Di conseguenza, se il “capitale umano” non è curato ed è esposto a fattori di rischio che possono favorire l’insorgenza di patologie, si generano perdite economiche dovute a spese dirette come invalidità temporanee o permanenti, oppure indirette come bassa produttività e conseguente assenteismo.

Di chi è la responsabilità per la prevenzione sanitaria?

Si può rispondere a questa domanda con un semplice: “di tutti”. Ovviamente, però, è necessario tener presente come ciò avvenga in modi diversi. Infatti, gli interessi ed i modi di partecipare alla risoluzione del problema sono diversi per ciascun attore in gioco.

prevenzione vita sana

Il paradigma cambia se si prende come punto di partenza la salute e non la malattia. La salute, uno stato di benessere e lo sviluppo implicano l’impegno e l’impiego di energie per produrla. La salute c’è, esiste e non si consuma, e l’unico in grado di provvedere alla salute è l’individuo stesso.

Per produrre salute, ogni persona consuma risorse come servizi di prevenzione, buona alimentazione, integratori, attività ricreative, sport, istruzione, tra le altre cose.

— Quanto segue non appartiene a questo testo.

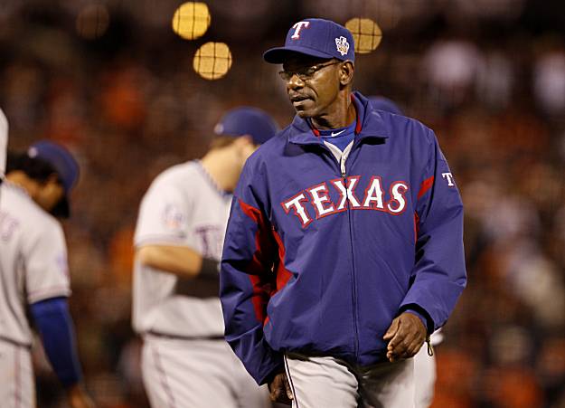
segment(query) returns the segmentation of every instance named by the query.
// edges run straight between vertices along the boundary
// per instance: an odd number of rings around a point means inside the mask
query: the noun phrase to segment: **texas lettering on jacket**
[[[347,185],[343,178],[324,182],[302,190],[280,204],[287,213],[296,215],[303,227],[306,227],[315,219],[348,209],[381,211],[392,215],[399,215],[404,212],[406,193],[409,190],[407,182],[393,182],[389,186],[388,195],[385,195],[380,176],[370,178],[363,194],[359,194],[363,188],[360,187],[361,180],[361,176],[351,176],[347,177]],[[330,198],[330,188],[339,194],[339,198],[335,202]]]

Lo Stato e le imprese devono investire nel fornire le risorse necessarie affinché le persone possano produrre salute e, di conseguenza, siano motori di produttività e competitività.

Proprio qui è il cambio di prospettiva:

  • Produrre salute è responsabilità dell’individuo, ma le aziende e lo Stato devono promuovere azioni a sostegno.
  • Invece di “punire” – attraverso la spesa pubblica, privata o individuale – la malattia, dobbiamo premiare e promuovere la produzione di salute.

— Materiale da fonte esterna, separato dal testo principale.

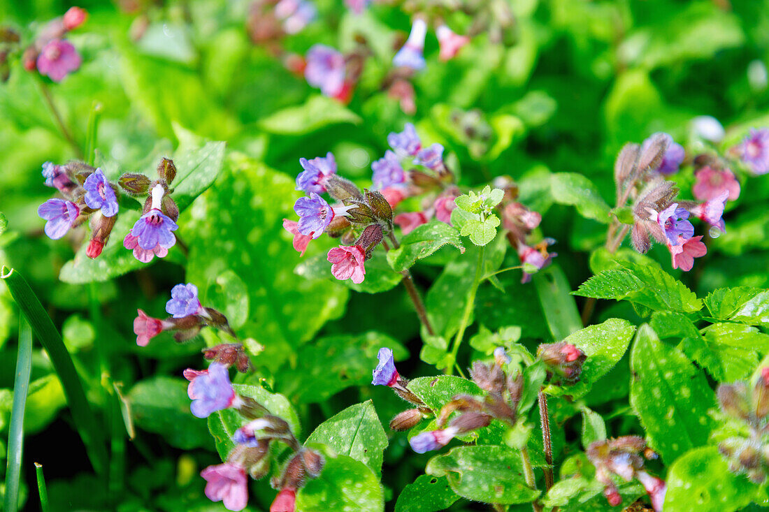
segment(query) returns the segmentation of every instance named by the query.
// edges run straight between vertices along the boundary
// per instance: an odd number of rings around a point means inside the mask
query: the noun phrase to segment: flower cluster
[[[38,214],[45,220],[45,234],[58,240],[90,218],[91,241],[86,254],[89,258],[101,254],[117,220],[117,187],[107,180],[102,169],[79,161],[63,165],[47,161],[43,164],[42,175],[45,185],[63,197],[48,199],[38,208]]]
[[[164,331],[173,331],[177,341],[191,340],[200,330],[210,326],[221,329],[233,337],[235,332],[230,327],[227,318],[213,308],[204,308],[198,298],[198,288],[191,283],[177,284],[171,291],[171,300],[165,304],[165,311],[171,316],[165,320],[153,318],[141,309],[134,319],[134,334],[136,344],[146,347],[150,340]],[[246,371],[250,363],[242,351],[241,344],[218,345],[204,351],[207,359],[212,359],[228,366],[235,364],[241,371]]]
[[[667,487],[664,480],[649,474],[644,468],[644,458],[639,454],[647,458],[654,458],[656,454],[647,448],[646,441],[641,437],[624,436],[595,441],[588,447],[585,453],[595,466],[595,477],[604,484],[604,496],[610,505],[616,507],[622,501],[612,480],[612,476],[617,475],[626,482],[634,478],[641,482],[654,510],[662,510]]]
[[[761,368],[752,389],[744,382],[718,386],[721,411],[740,424],[745,437],[730,437],[718,450],[729,462],[729,470],[746,474],[756,484],[766,481],[769,472],[769,367]]]
[[[30,71],[37,71],[54,81],[62,81],[77,71],[82,58],[65,36],[85,23],[87,18],[88,13],[84,9],[72,7],[64,16],[49,22],[25,50],[22,58],[24,67]]]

La salute è molto più dell’assenza di patologie. Investire nella salute consente allo Stato, alle aziende e ai privati cittadini ​​di risparmiare sugli input, ma soprattutto: ripaga in termini di qualità della vita e miglioramento del capitale umano. Di conseguenza si genera maggiore produttività e competitività.

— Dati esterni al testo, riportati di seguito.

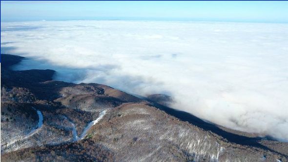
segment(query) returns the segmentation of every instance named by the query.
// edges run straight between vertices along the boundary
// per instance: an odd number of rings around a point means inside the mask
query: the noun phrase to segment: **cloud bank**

Il miglior risparmio: la prevenzione

Per prendersi cura della propria salute fisica e mentale è necessario evitare le cattive abitudini, come il fumo e l’alcolismo, la vita sedentaria e la cattiva alimentazione.

Ad esempio, una buona alimentazione e l’attività fisica sono i modi migliori per prevenire l’obesità, che a sua volta può essere la causa di patologie croniche come il diabete. Inoltre, effettuare periodicamente visite mediche di controllo, per rilevare tempestivamente eventuali malfunzionamenti del corpo e porvi rimedio, costituisce la base di una corretta prevenzione.

Prevenzione, salute e risparmio economico

Ci sono attività che possono migliorare la propria forma fisica ed il proprio benessere e che non costano denaro, ma semplicemente richiedono solo un piccolo sforzo. Si tratta di camminare o correre.

prevenzione esercizio fisico

Tuttavia la spesa sanitaria comporta inevitabilmente dei costi personali. Alcuni consigli che si possono rendere utili al fine di avere un maggiore risparmio, sono:

  • Confrontare i costi di medici, servizi e trattamenti tra diversi specialisti, laboratori e cliniche, se dovesse essere necessario rivolgersi al mondo della “privatistica”.
  • Cercare di risparmiare sui farmaci approfittando delle promozioni sulla frequenza di acquisto di alcune farmacie, ma non optare ciecamente per i farmaci generici.
  • E’ bene verificare prima con il proprio medico.
  • Acquisire un’assicurazione sanitaria, non senza prima essere ben informati su cosa copra e cosa escluda.
  • Prima di accettare un trattamento costoso, chiedere un secondo parere a un medico certificato di fiducia.

Mantenere sempre uno specifico obiettivo di salute

Ci sono molti modi per risparmiare ed investire per raggiungere i propri obiettivi di salute. Infatti, prendersi cura della propria condizione fisica in anticipo ridurrà il costo di eventuali trattamenti medici in futuro. Stabilire obiettivi per il proprio benessere fisico con cura e disciplina, in alcuni casi, potrebbe significare, in senso lato, prendersi cura anche della propria salute finanziaria.